Ministres de l’ancien régime s’accrochant à leur portefeuille, affairistes liés au clan du tyran déchu, cadres de l’ex-parti RCD se recyclant sous d’autres étiquettes, anciens flics aux manettes de la déstabilisation : la coalition d’intérêts contre la révolution démocratique 
et sociale demeure puissante. La répression des manifestations au début mai suscite l’inquiétude sur la tenue prévue des élections le 24 juillet prochain. Le pays annonciateur 
du printemps 
des peuples au Maghreb 
et au Machrek est-il 
sur le chemin d’une 
normalisation libérale, 
va-t-il subir un coup 
d’arrêt de sa révolution ? 
La gauche tunisienne, le mouvement syndical qui joua 
un rôle déterminant dans la victoire populaire du 14 janvier 2011, tout ce que le pays compte de progressistes et de démocrates est conscient de la portée des enjeux.

Le peuple tunisien s’est battu bien seul contre le régime policier. La France officielle, celle 
de Nicolas Sarkozy et de Michèle Alliot-Marie, était tout acquise au despote de Carthage ; le premier avait cru voir des progrès en matière de démocratie sous le régime 
de Ben Ali ; la seconde survolait les cortèges à bord 
de l’avion d’un proche du dictateur et avait proposé l’aide de la France en matière de « gestion des foules », aimable litote pour désigner la répression des manifestations. Seul le renversement du tyran a empêché, semble-t-il, l’aboutissement du projet.
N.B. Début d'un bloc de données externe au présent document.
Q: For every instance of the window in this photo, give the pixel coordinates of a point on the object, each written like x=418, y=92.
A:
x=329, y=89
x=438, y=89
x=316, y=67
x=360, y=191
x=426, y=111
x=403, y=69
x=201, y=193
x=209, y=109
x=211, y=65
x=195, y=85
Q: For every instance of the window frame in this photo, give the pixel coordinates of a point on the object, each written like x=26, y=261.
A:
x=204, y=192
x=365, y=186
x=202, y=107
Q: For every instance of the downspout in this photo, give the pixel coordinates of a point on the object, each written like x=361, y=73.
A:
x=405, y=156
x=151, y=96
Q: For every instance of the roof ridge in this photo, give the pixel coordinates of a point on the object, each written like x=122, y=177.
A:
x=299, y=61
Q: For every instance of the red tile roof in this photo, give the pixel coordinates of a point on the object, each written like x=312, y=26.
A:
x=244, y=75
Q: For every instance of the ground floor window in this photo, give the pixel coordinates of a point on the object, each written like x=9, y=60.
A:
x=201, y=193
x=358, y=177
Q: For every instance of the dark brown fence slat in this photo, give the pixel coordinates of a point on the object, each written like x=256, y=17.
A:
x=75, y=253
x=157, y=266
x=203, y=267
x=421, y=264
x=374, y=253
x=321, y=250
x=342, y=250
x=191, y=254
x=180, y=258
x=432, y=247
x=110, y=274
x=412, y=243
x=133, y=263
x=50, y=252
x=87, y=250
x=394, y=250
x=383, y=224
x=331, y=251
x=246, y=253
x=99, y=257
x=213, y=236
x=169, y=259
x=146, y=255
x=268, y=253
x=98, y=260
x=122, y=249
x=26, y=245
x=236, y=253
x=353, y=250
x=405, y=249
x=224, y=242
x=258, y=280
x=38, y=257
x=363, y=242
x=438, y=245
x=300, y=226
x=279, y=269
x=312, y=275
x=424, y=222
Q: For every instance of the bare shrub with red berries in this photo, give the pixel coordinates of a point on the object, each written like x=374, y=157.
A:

Aujourd’hui, après 
des paroles formelles de soutien à la révolution pour faire oublier la compromission passée, Nicolas Sarkozy 
a ouvert la chasse à de nouveaux boucs émissaires : 
les réfugiés tunisiens qui traversent au péril de leur vie 
la Méditerranée pour échapper à la misère et à la guerre. La Tunisie doit faire face à un afflux de réfugiés 
qui fuient les combats interlibyens et les bombardements franco-britanniques. Paris remet en cause les accords de Schengen, ferme la frontière aux ressortissants tunisiens.

La Tunisie, celle qui était chère aux dirigeants français, qui fut louée comme un bon élève du FMI, était un pays à deux vitesses, touristique et sous-traitant low cost sur le littoral, mais misérable à l’intérieur… 
Ce régime laisse un héritage de 700 000 chômeurs, 
dont 150 000 diplômés. Plus occupé à intervenir militairement en Libye, au risque de relégitimer Kadhafi aux yeux des Libyens, Nicolas Sarkozy va-t-il sacrifier 
la Tunisie, qui a besoin d’une aide internationale 
de cinq milliards de dollars par an au cours 
des cinq prochaines années ? Le peuple, qui a su 
se libérer d’une dictature féroce, a droit au respect 
et au soutien. Rencontrant aujourd’hui Nicolas Sarkozy, à quelques jours du sommet du G8 à Deauville, le premier ministre de transition Beji Caïd Essabsi a-t-il fait entendre la voix de son peuple ? Pour l’heure, il est instrumentalisé 
dans une odieuse campagne anti-immigrés sous la houlette de Claude Guéant. C’est intolérable.

Nicolas Sarkozy 
a ouvert la chasse 
à de nouveaux boucs émissaires: les réfugiés tunisiens.